Together with the Dutch resistance, Dobie developed a plan to get them behind Allied lines. Dobie himself was progressing. Via Maurik he was taken by bicycle to Tiel by Joop Meier, a member of Johannes van Zanten's gang, where he found shelter with the Noordzij family. In the night of 19 October he was transferred by Frans de Vilder in a boat up the Waal. An oar broke in half, after which Dobie broke a bench in half and used that plank as an oar. After safely reaching the Allied lines, he consulted with Lieutenant General Miles Dempsey in Eindhoven, agreeing to a rescue. On the night of 22/23 October, 140 soldiers were successfully transferred across the Rhine. Dobie was awarded by Queen Wilhelmina of the Netherlands the highest Dutch honour as Knight 4th Class of the Military Order of William in March 1947 for his role during Operation Pegasus I.

==Post-war==
After the war, Dobie started the company DT Dobie.
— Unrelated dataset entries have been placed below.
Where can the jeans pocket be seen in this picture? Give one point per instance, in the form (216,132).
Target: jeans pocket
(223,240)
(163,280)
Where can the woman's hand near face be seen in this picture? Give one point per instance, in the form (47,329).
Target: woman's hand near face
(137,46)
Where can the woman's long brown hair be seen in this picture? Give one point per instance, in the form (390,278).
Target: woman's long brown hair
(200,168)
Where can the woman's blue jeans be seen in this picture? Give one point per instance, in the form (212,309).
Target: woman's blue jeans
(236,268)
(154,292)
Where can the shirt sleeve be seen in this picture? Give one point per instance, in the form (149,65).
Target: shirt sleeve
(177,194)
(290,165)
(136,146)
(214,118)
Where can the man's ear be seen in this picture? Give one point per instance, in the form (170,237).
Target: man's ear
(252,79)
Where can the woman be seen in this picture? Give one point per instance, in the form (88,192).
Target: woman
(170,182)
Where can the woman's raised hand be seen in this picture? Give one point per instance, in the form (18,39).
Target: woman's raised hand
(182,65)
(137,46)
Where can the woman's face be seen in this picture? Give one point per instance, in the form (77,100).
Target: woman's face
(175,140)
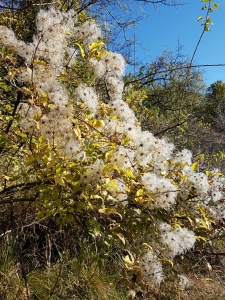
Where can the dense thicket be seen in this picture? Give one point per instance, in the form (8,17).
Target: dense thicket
(75,159)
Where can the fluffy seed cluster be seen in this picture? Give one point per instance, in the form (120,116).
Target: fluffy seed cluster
(151,157)
(161,190)
(177,241)
(151,268)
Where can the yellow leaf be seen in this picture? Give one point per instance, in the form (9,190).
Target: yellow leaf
(58,180)
(96,45)
(50,164)
(140,193)
(81,50)
(198,237)
(147,245)
(129,260)
(121,237)
(99,123)
(194,166)
(129,173)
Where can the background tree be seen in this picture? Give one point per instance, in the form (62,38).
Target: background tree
(76,166)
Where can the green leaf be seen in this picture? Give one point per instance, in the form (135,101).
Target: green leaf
(96,45)
(194,166)
(81,50)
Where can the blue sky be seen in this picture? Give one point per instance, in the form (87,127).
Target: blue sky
(166,25)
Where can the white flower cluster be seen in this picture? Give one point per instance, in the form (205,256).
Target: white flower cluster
(184,282)
(161,190)
(151,268)
(145,154)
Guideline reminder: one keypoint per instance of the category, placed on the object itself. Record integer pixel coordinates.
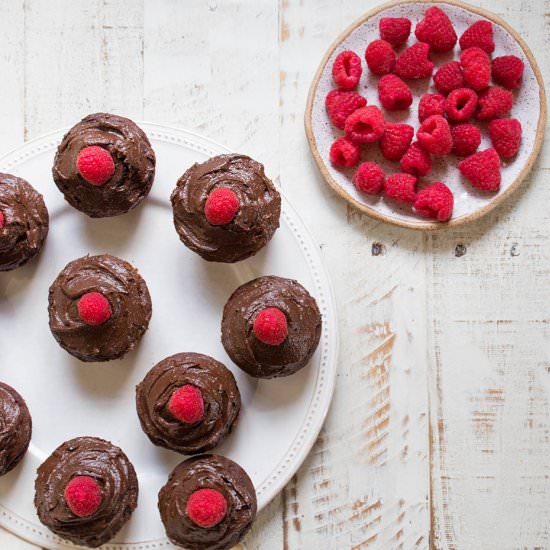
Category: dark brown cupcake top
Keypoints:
(128, 297)
(208, 472)
(106, 464)
(255, 222)
(133, 157)
(304, 327)
(15, 428)
(24, 222)
(221, 397)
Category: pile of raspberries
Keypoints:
(473, 89)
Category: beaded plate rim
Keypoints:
(329, 343)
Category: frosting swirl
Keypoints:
(208, 472)
(133, 157)
(110, 467)
(15, 428)
(222, 402)
(26, 222)
(304, 327)
(255, 222)
(127, 294)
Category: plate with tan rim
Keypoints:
(279, 419)
(470, 204)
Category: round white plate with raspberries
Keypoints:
(279, 419)
(482, 104)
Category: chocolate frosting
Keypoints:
(134, 165)
(15, 428)
(26, 222)
(110, 467)
(255, 222)
(130, 303)
(208, 472)
(222, 402)
(304, 327)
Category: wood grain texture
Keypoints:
(438, 433)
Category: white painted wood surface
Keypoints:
(438, 436)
It became the dealer for Mercedes-Benz in East Africa, later supplemented by the Nissan brand.

==Personal life==
Dobie had two daughters and a son with his wife Rex. He died of a heart attack in Kenya on 12 December 1971.

==In popular media==
Dobie appears briefly portrayed by John Light in the fifth episode, "Crossroads", of the HBO miniseries Band of Brothers, based on the book by Stephen E. Ambrose. In it, he meets recurring characters from the American 506th Parachute Infantry Regiment – 2nd Battalion executive officer Captain (later Major) Richard "Dick" Winters (Damian Lewis), battalion intelligence officer Captain Lewis Nixon (Ron Livingston), E ("Easy") Company, 2nd Battalion commander 1st Lieutenant Frederick "Moose" Heyliger (Stephen McCole) and regimental commander Colonel Robert Sink (Captain Dale Dye, who was also senior military advisor for the miniseries). He outlines Operation Pegasus and secures the 2nd Battalion's assistance, and together, they help rescue the 140 soldiers from behind German lines. Dobie is listed in Ambrose's book and therefore the miniseries credits as Col. O Dobey.